Answer
See explanations.
Work Step by Step
Step 1. We assume $\vec u=\langle u_x, u_y \rangle$ and $\vec v=\langle v_x, v_y \rangle$
Step 2. Use the projection formula, $proj_v\vec u=(\frac{\vec u\cdot\vec v}{|\vec v|^2})\vec v=(\frac{u_xv_x+u_yv_y}{v_x^2+v_y^2}
)\langle v_x, v_y \rangle$
Step 3. Calculate vector difference $\vec u-proj_v\vec u=\langle u_x-(\frac{u_xv_x+u_yv_y}{v_x^2+v_y^2})v_x, u_y-(\frac{u_xv_x+u_yv_y}{v_x^2+v_y^2})v_y \rangle$
Step 4. Calculate the dot product of the above two vectors: $(proj_v\vec u)\cdot(\vec u-proj_v\vec u)
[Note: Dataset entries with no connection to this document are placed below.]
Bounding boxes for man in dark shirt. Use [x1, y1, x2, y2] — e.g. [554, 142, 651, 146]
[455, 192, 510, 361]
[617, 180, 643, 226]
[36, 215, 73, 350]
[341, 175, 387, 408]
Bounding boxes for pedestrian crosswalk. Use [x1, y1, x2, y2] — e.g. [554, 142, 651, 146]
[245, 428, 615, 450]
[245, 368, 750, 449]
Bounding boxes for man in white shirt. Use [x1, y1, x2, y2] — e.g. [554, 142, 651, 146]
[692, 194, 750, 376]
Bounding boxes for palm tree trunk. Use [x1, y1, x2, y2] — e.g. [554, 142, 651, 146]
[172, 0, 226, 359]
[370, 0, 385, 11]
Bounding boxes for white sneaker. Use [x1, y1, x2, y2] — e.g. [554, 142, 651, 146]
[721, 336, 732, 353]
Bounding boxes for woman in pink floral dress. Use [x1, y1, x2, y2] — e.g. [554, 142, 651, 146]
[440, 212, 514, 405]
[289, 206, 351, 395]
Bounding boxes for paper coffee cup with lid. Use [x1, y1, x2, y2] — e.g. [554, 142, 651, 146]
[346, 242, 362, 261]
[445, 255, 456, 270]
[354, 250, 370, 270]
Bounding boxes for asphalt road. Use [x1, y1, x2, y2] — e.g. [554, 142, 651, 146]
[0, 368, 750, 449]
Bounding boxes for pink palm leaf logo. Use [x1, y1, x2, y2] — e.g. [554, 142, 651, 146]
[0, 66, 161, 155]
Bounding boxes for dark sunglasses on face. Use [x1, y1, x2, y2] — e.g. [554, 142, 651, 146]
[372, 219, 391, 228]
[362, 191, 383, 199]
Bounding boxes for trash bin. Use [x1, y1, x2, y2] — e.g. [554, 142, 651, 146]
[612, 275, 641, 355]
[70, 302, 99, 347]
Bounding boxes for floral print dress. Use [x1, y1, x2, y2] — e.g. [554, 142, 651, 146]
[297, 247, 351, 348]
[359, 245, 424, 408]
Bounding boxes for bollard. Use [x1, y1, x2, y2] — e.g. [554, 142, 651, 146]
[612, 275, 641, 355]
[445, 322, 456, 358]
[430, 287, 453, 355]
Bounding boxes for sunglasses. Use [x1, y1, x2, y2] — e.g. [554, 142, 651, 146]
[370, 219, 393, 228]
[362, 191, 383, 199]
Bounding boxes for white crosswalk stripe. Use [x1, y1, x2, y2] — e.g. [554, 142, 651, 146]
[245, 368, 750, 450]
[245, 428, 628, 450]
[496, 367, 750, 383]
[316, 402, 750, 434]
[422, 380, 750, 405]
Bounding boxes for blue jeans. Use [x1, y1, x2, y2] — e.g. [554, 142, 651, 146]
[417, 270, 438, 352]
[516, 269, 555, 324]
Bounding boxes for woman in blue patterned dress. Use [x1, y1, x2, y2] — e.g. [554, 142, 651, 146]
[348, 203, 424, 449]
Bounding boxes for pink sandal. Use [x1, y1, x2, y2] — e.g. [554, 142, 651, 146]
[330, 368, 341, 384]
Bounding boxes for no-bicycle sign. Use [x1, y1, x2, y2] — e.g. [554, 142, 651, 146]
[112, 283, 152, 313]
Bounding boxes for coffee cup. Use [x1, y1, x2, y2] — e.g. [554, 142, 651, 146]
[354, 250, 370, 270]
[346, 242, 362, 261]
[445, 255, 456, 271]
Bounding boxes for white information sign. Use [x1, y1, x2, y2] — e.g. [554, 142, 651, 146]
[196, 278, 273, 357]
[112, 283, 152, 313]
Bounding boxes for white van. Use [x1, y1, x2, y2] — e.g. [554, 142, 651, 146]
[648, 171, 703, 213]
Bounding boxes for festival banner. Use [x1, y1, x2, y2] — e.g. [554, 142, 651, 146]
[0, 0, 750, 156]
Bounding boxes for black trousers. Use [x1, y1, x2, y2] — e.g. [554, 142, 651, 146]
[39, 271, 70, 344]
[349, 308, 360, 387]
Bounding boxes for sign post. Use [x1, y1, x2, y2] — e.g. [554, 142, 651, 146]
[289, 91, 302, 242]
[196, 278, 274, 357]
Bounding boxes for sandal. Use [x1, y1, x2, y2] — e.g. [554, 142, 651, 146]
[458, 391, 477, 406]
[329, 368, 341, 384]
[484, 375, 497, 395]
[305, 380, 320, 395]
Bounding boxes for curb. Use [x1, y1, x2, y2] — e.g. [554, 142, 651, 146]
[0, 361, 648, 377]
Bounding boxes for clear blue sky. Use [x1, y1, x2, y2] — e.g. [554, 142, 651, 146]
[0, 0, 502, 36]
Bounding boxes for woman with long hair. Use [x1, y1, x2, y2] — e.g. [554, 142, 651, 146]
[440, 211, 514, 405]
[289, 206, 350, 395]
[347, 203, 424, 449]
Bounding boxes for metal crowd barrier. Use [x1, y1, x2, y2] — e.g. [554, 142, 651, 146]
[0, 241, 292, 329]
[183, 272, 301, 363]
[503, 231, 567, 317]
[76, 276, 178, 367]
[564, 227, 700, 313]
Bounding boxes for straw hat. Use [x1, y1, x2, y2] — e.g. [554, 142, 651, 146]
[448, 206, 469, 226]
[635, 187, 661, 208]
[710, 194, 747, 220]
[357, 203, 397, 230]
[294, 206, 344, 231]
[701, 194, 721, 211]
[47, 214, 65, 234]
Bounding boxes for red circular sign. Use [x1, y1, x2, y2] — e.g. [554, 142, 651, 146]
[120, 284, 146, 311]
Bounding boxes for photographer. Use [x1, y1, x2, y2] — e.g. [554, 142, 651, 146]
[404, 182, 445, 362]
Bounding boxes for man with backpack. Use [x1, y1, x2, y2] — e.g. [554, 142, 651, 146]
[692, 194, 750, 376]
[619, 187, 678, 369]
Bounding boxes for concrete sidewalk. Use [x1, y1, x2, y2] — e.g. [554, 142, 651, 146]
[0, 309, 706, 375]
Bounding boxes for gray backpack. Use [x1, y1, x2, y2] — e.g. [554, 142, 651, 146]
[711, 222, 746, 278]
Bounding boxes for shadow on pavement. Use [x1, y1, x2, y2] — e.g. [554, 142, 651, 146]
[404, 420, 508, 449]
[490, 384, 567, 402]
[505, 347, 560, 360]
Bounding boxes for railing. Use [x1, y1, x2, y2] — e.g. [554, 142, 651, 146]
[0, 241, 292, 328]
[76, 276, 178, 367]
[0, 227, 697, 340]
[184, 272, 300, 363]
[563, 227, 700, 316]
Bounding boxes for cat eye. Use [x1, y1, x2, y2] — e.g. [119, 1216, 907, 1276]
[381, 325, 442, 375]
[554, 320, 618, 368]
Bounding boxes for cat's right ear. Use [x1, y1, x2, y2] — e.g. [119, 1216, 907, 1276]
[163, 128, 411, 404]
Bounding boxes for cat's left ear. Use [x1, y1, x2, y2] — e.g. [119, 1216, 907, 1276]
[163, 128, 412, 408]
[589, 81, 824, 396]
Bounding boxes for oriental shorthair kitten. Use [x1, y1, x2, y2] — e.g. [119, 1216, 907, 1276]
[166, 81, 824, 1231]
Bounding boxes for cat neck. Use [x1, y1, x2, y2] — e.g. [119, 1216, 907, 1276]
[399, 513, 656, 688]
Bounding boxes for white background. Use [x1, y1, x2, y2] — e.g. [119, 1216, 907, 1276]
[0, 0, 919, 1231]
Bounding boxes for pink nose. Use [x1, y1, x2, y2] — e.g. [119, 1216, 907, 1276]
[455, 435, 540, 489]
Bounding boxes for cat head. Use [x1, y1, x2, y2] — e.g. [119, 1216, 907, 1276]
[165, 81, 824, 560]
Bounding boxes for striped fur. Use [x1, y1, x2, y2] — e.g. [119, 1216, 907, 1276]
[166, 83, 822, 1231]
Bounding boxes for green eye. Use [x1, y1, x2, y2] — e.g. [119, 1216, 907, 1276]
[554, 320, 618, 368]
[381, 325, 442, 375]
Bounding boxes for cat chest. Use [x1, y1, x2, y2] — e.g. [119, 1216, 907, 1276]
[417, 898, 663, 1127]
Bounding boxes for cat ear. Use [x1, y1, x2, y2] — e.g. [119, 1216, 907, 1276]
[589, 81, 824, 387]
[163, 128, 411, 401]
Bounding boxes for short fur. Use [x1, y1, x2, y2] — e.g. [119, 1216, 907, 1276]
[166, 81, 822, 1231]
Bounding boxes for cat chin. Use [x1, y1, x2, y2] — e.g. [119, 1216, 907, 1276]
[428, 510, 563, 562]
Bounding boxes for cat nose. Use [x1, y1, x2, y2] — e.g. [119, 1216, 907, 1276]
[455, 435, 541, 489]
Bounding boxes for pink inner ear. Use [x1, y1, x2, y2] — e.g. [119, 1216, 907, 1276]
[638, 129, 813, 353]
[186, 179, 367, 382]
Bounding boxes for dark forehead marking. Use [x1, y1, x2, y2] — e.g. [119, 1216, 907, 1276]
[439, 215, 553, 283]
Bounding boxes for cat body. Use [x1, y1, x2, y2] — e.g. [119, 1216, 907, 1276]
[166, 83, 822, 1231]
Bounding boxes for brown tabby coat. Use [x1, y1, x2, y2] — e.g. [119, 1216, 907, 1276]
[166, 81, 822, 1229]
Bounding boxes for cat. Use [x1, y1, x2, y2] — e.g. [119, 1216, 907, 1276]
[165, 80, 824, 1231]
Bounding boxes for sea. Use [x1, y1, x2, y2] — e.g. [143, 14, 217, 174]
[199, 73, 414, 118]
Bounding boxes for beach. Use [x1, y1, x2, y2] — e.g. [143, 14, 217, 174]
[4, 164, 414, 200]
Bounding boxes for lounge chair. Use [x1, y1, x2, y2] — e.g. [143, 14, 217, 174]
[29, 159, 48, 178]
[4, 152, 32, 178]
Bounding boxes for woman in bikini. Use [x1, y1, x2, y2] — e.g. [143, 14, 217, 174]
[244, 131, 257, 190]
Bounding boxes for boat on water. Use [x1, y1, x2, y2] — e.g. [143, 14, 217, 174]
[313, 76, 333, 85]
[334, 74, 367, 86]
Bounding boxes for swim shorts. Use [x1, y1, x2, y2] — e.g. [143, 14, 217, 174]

=(\frac{u_xv_x+u_yv_y}{v_x^2+v_y^2})(u_xv_x-(\frac{u_xv_x+u_yv_y}{v_x^2+v_y^2})v_x^2+u_yv_y-(\frac{u_xv_x+u_yv_y}{v_x^2+v_y^2})v_y^2)=0$ (note that the denominator $v_x^2+v_y^2$ will be cancelled after combining the second and fourth terms)
Step 5. We proved that the two vectors are orthogonal as their dot product is zero.